Sunday dinners up at the cabin were becoming a tradition. Tonight's dinner had been a simple spread of make-it-yourself sandwiches and potluck side dishes. Beer but not hard liquor was served during the meal, then coffee, tea, and soft drinks, since the guests had arrived by helicopter and had to fly home. A pot of coffee sat on the propane stove. Stringfellow Hawke and Caitlin O'Shannessey were gracious and unobtrusive hosts. Old friends, and new friends becoming old friends, felt comfortable sitting about playing games, talking, and listening to good music on Hawke's stereo. Hawke had relaxed enough to enjoy the company of his friends without fleeing to the solitude of the dock by the lake to play his cello for the resident bald eagle.

Once the dishes were cleared, Hawke's son, Le Van, set up the chessboard on the table to return to the chess match with Jason Locke. Jason was convinced a thirty-nine-year-old senior field agent for the Central Intelligence Agency could beat a thirteen-year-old boy at a game of strategy like chess. So far Le was proving Jason wrong. Jason's girlfriend, Rabbi Marsha Elizabeth Dalton, or Rabbi Moishe as almost everyone called her, tried to keep her kibitzing under control. She adored Jason, but he could be an old stick and watching Le counter his every move was gratifying, not that she would ever tell Jason that.

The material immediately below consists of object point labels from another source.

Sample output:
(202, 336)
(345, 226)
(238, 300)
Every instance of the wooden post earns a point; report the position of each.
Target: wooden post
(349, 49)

The Scrabble players set up their game on the card table. Mike Rivers and Jo Santini had drawn Ellie McNeal into the match. Saint John Hawke held Ellie's son Joshua in his lap but declined to play. Sixteen years as a prisoner of war in Southeast Asia seemed to have sapped his facility with English. It was more fun to pick on Mike and cuddle the sleeping child, all the while letting his left hand drift down Ellie's back, then return to her shoulder to play with her hair, worn loose and much longer than when they had become lovers half a lifetime before in Da Nang.

Dominic Santini and Toni Donatelli played cards but poker was more fun with four players. Eventually String and Cait sat down to make up a foursome. For such an expressive and voluble man, Dom had a surprisingly good poker face. They were playing for pennies and nickels, and his pot had grown to where the stacked coins were starting to fall over toward Toni.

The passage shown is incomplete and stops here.